TORY Shirley Bowes has made an unwelcome piece if political history by failing to attract a single vote - not even her own.

It was always going to be a long shot for a Conservative to taste victory in a ward occupied by one Tony Blair.

But 72-year-old Mrs Bowes managed to come in with an almost unprecedented zero.

In an electoral quirk she couldn't even vote for herself because she lives outside the ward she was standing for.

Mrs Bowes, who lives on a farm in Great Stainton, County Durham, only stood as a favour to a friend.
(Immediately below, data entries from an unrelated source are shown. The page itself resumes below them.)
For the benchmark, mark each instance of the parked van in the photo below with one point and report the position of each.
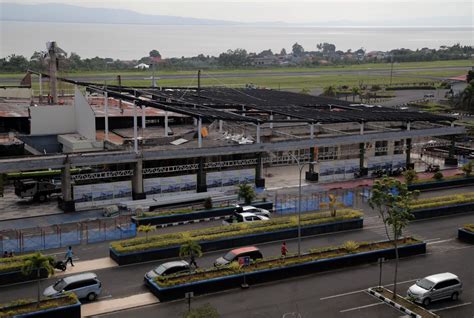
(435, 287)
(85, 285)
(233, 255)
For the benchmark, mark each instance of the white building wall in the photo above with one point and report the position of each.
(85, 118)
(15, 92)
(52, 120)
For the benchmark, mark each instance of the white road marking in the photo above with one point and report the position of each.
(442, 241)
(451, 307)
(362, 307)
(340, 295)
(363, 290)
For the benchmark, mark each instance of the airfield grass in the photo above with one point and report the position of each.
(253, 70)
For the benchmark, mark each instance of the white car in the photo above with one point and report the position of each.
(254, 210)
(245, 217)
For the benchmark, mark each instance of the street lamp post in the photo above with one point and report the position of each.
(300, 167)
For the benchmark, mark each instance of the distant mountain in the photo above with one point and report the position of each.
(75, 14)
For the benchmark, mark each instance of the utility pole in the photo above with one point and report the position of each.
(53, 72)
(199, 83)
(391, 69)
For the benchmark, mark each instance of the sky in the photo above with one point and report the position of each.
(287, 11)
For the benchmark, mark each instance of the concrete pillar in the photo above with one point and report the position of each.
(67, 204)
(408, 154)
(259, 180)
(106, 117)
(137, 181)
(143, 118)
(199, 132)
(362, 167)
(201, 176)
(258, 133)
(40, 80)
(135, 129)
(451, 160)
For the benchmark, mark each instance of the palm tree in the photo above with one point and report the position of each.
(332, 204)
(190, 249)
(247, 193)
(38, 262)
(145, 229)
(355, 91)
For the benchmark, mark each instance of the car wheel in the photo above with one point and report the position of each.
(426, 301)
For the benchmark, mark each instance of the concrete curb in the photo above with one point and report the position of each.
(393, 304)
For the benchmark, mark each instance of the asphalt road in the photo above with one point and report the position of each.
(131, 277)
(368, 71)
(335, 293)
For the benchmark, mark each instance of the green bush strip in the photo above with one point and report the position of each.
(228, 231)
(469, 227)
(436, 202)
(25, 306)
(13, 264)
(275, 262)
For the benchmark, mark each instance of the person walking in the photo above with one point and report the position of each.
(192, 260)
(284, 249)
(69, 254)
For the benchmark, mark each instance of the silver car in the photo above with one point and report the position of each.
(84, 285)
(435, 287)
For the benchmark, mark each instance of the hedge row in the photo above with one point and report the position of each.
(435, 202)
(277, 262)
(28, 306)
(13, 264)
(227, 231)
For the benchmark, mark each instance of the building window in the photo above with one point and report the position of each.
(381, 148)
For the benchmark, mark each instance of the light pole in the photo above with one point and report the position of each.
(300, 167)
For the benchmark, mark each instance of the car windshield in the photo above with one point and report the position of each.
(425, 284)
(229, 256)
(59, 285)
(160, 270)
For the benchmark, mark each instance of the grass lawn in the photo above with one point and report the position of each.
(362, 67)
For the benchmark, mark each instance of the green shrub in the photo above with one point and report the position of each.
(469, 227)
(435, 202)
(438, 176)
(276, 262)
(350, 246)
(233, 230)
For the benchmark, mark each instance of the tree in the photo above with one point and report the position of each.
(155, 53)
(392, 200)
(189, 250)
(332, 204)
(297, 49)
(329, 91)
(38, 262)
(467, 169)
(247, 193)
(410, 176)
(205, 311)
(145, 229)
(355, 91)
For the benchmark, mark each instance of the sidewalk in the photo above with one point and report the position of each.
(111, 305)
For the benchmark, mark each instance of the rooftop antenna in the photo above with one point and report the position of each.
(54, 52)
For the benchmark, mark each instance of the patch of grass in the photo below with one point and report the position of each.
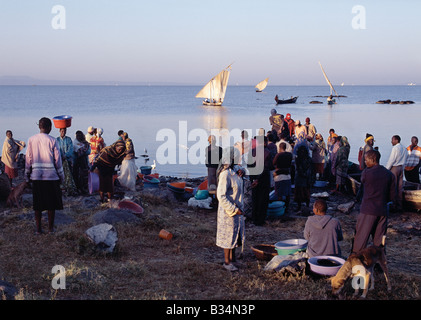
(189, 266)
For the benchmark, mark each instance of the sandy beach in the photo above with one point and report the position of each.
(189, 266)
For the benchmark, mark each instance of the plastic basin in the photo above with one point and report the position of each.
(130, 205)
(63, 121)
(146, 170)
(324, 269)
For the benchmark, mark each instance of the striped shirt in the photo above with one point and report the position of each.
(397, 157)
(43, 159)
(413, 157)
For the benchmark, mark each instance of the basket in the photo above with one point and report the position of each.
(93, 182)
(63, 121)
(276, 209)
(146, 170)
(264, 251)
(132, 206)
(290, 246)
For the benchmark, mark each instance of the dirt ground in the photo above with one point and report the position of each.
(189, 266)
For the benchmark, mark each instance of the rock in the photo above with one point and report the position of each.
(7, 290)
(346, 207)
(205, 203)
(27, 200)
(113, 216)
(89, 202)
(104, 236)
(5, 187)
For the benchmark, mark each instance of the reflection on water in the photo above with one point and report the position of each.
(214, 118)
(144, 111)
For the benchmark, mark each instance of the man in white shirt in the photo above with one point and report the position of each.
(396, 164)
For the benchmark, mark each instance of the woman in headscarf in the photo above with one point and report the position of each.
(230, 219)
(66, 149)
(81, 151)
(341, 163)
(97, 144)
(105, 164)
(10, 154)
(302, 177)
(128, 171)
(319, 153)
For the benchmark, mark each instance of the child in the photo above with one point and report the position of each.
(322, 232)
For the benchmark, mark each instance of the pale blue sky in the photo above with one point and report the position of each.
(186, 41)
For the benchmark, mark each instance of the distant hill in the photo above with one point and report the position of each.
(29, 81)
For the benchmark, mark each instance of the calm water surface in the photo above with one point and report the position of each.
(145, 111)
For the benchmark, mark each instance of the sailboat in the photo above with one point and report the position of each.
(214, 91)
(261, 85)
(329, 99)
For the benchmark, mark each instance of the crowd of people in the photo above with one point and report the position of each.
(295, 156)
(54, 165)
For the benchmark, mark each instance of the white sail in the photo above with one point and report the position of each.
(216, 88)
(262, 85)
(327, 80)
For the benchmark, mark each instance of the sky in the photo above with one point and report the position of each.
(189, 41)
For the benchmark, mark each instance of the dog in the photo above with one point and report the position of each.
(15, 196)
(361, 265)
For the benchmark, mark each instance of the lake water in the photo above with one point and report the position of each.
(160, 116)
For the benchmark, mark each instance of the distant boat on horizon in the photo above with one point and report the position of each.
(262, 85)
(329, 99)
(214, 91)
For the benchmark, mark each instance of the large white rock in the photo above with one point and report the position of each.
(104, 236)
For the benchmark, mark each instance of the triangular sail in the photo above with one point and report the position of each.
(262, 84)
(215, 89)
(327, 80)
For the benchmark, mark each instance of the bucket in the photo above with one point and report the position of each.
(93, 182)
(164, 234)
(146, 170)
(62, 121)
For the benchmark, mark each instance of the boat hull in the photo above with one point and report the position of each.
(206, 103)
(411, 191)
(285, 101)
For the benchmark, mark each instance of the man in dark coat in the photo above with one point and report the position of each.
(379, 189)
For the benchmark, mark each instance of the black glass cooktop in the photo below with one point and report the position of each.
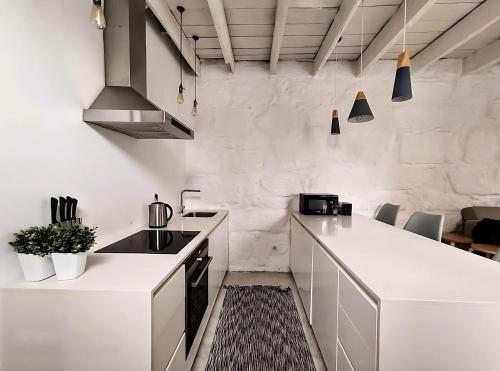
(152, 242)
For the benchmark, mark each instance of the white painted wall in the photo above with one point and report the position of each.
(261, 140)
(51, 68)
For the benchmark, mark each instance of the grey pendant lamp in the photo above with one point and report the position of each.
(361, 111)
(335, 130)
(180, 95)
(402, 83)
(194, 111)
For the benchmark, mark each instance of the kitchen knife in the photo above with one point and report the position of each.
(53, 209)
(69, 205)
(74, 203)
(62, 209)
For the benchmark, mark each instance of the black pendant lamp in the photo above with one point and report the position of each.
(335, 123)
(361, 111)
(335, 130)
(97, 15)
(180, 96)
(194, 111)
(402, 83)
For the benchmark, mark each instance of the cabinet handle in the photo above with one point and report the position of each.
(197, 282)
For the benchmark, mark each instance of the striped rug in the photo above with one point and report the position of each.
(259, 329)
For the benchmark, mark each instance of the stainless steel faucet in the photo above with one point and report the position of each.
(182, 207)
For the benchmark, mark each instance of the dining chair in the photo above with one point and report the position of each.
(427, 225)
(388, 214)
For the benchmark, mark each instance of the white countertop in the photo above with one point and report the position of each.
(130, 272)
(394, 264)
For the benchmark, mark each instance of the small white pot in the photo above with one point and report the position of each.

The New Trimdon and Trimdon Grange ward on Sedgefield Borough Council includes Tony Blair's constituency home and the Trimdon Labour Club, where the Prime Minister has seen in successive election victories.

Despite this, Mrs Bowes put her name forward in the certain knowledge she was in for an abject defeat.

Today she said: "I knew I wasn't going to win but I hoped I might pick up at least one vote.

"I couldn't vote for myself because I don't live in the ward and I'm afraid no-one else thought it was worth turning out for me.

"I never have had any true political ambitions but I support the Conservatives and said I'd help out.

"There was no Tory candidate in the ward and when my friend, whgo is a councillor asked me to stand I agreed so that at least the party was represented.

"I didn't campaign or get any leaflets done or anything, I didn't even attend.

"It seems as though Conservatives are in even shorter supply in Trimdon than I imagined."

The ward was won by Labour's Lucy Hovvels with 441 votes and even the BNP managed to garner 75 votes for their candidate Amanda Marie Foster.

Mrs Bowes fought such a low key campaign that she didn't even tell her farmer son, Graham.

She said: "He'd have thought I was daft, so I kept it to myself."